Le fait qu’à peine quelques décennies après avoir fait leurs premiers pas , les sciences humaines aient donné lieu à des contrefaçons aux conséquences criminelles a , on n’en sera pas étonné , jeté la soupçon sur toute recherche à prétention scientifique visant l’homme en général.

Que dans le projet totalitaire à caractère idéologique , l’homme, défini comme sujet par la philosophie classique , se prenne lui même pour objet , même si le projet est animé de l’excellente intention d’améliorer la nature humaine ou la société , constitue à soi seul un danger . Que l’homme cherche à faire usage d’un savoir pour en faire une application technique à lui-même implique le risque d’oublier l’impératif kantien selon lequel l’homme ne saurait être considéré comme un moyen mais comme une fin . Mais , à partir du moment où l’idéologie pose que les uns disposent du savoir et les autres pas , un risque encore plus grand est que certains hommes soient sujets et d’autres objets.

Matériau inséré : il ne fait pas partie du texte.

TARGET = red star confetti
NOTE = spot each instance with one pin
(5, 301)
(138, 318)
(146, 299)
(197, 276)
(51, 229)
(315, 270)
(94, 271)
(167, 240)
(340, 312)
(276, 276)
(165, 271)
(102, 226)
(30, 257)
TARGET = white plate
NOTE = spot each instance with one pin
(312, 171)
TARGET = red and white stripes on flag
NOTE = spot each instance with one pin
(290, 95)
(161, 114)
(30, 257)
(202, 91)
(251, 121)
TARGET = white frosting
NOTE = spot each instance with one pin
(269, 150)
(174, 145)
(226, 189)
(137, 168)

Longtemps préservée par la forte déontologie du serment d’Hippocrate, la médecine elle-même , science de l’homme à vocation pratique s’il en est , se heurte aujourd’hui , à mesure que progresse la connaissance du vivant , à la difficulté de définir une bioéthique .

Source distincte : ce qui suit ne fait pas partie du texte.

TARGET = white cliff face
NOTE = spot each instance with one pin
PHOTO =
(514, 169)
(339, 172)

Risquée en elle-même , l’idée que l’homme s’applique à lui-même la connaissance qu’il croit avoir acquise , se trouve grosse de catastrophes quand cette ambition prométhéenne se fonde , non point sur un savoir authentifié mais sur science fausse , sur une idéologie aux concepts outrageusement simplifiées . Si le chirurgien est inexpert , il finit en charcutier .L’ingénierie sociale à fondement idéologique s’est , en conséquence, presque partout terminée en massacre.

Que la prétention , plus naïve que perverse à vrai dire , d’un Alexis Carrel (1), dont les thèses eurent un si grand succès avant, pendant mais aussi après la dernière guerre, d’améliorer l’humanité à partir d’un savoir pluridisciplinaire sur l’homme , suscite aujourd’hui la plus grande méfiance est ainsi parfaitement compréhensible .

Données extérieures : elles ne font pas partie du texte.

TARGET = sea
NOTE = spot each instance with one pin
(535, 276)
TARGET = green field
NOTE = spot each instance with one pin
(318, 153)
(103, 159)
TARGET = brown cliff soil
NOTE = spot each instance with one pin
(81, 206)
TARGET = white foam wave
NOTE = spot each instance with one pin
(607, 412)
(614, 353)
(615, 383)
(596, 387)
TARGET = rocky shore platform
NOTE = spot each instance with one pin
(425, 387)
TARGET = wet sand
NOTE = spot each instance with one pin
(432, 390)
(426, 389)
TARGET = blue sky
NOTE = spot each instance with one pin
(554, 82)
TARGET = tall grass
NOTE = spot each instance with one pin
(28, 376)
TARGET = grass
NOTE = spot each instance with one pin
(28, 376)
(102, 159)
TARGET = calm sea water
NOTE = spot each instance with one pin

Au demeurant , nul ne prétend plus aujourd’hui à une science totale de l’homme . Michel Foucault (2) a montré il y a déjà quelque temps , comment les sciences humaines , tout en abolissant l’homme en tant que tel du fait de leur démarche objectivante , ne constituaient qu’un savoir éclaté entre différentes disciplines suivant chacune sa logique propre et qu’il serait vain de vouloir les réunir en une science de l’homme . " On ne peut connaître quelque chose des hommes qu’à la condition de réduire en cendres le mythe philosophique de l’homme " dit , au même moment, Louis Althusser (3).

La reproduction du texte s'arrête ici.